O programa considera que extremamente pobre é quem tem uma renda familiar per capita de até R$ 50/mês. Ou seja, uma família de cinco pessoas com uma renda de R$ 250 estaria nesta categoria. Outro nível, que recebe uma ajuda menor, é o de R$ 100 renda per capita, de pessoas classificadas como pobres.
A imprensa tem levantado sucessivos casos de erros: funcionários de prefeitura que têm o benefício, mulher de prefeito com Bolsa Família, ruas com população de beneficiados muito maior do que caberia no local, beneficiados com carro na garagem. O ministério tem ido atrás de todas as denúncias e tentado explicar, mas o ministro está convencido de que os desvios são marginais e que, o trabalho de confirmar cada denúncia tem ajudado a aperfeiçoar os controles.
— A cada esforço, tem aumentado a qualidade da política pública, mas quero demonstrar que o Bolsa Família não está à deriva. Pelo contrário, nas nossas pesquisas fica comprovado que a esmagadora maioria dos beneficiados está, sim, na faixa que é exigida para constar do programa — afirma o ministro Patrus Ananias.
Ele acredita que os programas de transferências de renda foram uma escolha coletiva da sociedade brasileira:
— Da mesma forma que ela escolheu a democracia, ampliou benefícios na Constituinte, quis a estabilização da economia, ela agora quer que o governo amplie a rede de proteção social. A forma mais moderna de fazer isso é a transferência de renda com exigências, como a presença na escola, e o controle.

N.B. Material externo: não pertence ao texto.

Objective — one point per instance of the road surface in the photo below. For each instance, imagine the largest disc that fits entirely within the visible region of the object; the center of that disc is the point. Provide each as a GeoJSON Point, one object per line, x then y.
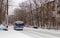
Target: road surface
{"type": "Point", "coordinates": [26, 33]}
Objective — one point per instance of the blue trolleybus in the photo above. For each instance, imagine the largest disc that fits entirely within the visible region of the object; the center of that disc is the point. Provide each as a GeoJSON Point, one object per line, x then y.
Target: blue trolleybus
{"type": "Point", "coordinates": [19, 25]}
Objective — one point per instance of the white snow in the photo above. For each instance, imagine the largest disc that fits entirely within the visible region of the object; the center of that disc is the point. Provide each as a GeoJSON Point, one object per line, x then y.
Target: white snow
{"type": "Point", "coordinates": [29, 33]}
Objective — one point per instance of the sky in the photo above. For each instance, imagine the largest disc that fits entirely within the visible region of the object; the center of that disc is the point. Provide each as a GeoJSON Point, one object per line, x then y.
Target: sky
{"type": "Point", "coordinates": [14, 4]}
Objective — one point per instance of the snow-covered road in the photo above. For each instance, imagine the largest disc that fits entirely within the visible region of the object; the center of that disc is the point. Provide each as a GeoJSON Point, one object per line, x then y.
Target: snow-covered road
{"type": "Point", "coordinates": [26, 33]}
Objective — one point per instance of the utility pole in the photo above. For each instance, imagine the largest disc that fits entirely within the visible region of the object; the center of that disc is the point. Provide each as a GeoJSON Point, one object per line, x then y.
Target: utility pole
{"type": "Point", "coordinates": [56, 9]}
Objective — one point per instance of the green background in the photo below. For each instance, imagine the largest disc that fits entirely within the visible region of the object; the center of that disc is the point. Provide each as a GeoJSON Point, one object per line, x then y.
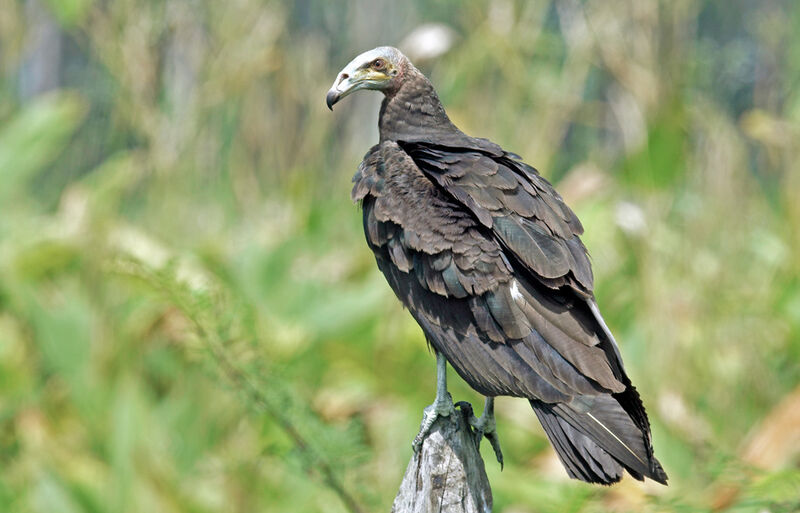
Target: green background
{"type": "Point", "coordinates": [190, 319]}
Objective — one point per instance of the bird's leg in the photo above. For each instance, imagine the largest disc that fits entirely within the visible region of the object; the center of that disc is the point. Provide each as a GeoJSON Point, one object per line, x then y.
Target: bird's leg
{"type": "Point", "coordinates": [442, 406]}
{"type": "Point", "coordinates": [485, 426]}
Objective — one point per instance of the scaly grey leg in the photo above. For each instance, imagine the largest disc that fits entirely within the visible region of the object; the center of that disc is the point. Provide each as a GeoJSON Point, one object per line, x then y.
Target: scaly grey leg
{"type": "Point", "coordinates": [442, 406]}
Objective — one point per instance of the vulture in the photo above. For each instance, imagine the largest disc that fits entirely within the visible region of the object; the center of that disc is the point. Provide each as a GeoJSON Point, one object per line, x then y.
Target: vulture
{"type": "Point", "coordinates": [488, 259]}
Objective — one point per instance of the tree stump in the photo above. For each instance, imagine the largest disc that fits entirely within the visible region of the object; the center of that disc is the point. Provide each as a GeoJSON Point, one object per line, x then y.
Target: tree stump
{"type": "Point", "coordinates": [447, 474]}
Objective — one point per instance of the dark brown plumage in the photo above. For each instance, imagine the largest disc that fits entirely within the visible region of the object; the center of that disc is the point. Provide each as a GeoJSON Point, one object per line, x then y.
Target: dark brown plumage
{"type": "Point", "coordinates": [487, 257]}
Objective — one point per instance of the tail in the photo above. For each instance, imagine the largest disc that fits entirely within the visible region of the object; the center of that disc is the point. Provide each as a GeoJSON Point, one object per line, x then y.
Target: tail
{"type": "Point", "coordinates": [597, 437]}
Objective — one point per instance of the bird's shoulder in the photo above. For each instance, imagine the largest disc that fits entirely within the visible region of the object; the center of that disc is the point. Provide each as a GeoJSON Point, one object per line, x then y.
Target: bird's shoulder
{"type": "Point", "coordinates": [529, 218]}
{"type": "Point", "coordinates": [421, 229]}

Ao todo, o Ministério do Desenvolvimento Social transfere R$ 6,4 bilhões por ano para 11,7 milhões de famílias, ou 58 milhões de pessoas. Esse é o total de quem tem, pelo menos, um dos vários programas que têm sido consolidados no Bolsa Família. Hoje, o programa só não está em 28 cidades do Brasil, a maioria em Goiás e Tocantins, que tiveram dificuldades de fazer os cadastros. Até o fim do semestre, todas as cidades estarão no programa.
— Dos beneficiados, 50% estão no Nordeste, o que já é um sinal de focalização — diz Rosane Cunha.
Programas de transferência de renda são criticados por muitos — até nas novelas — como sendo assistencialistas. Mas eles têm várias vantagens. No Egito, o Estado gasta demais com o social, mas faz tudo através de subsídios a vários itens de consumo. Resultado: todos recebem o beneficio, inclusive os ricos. Os programas de renda que exigem presença na escola ajudam a construir o futuro. Desvios devem ser denunciados e o governo tem o dever de averiguar e corrigir, mas os programas de transferência de renda são a forma mais direta de levar o dinheiro público a quem realmente merece recebê-lo. Num país como o Brasil, em que tantos programas se destinam aos não-pobres, não é pouca coisa o desafio do Bolsa Família.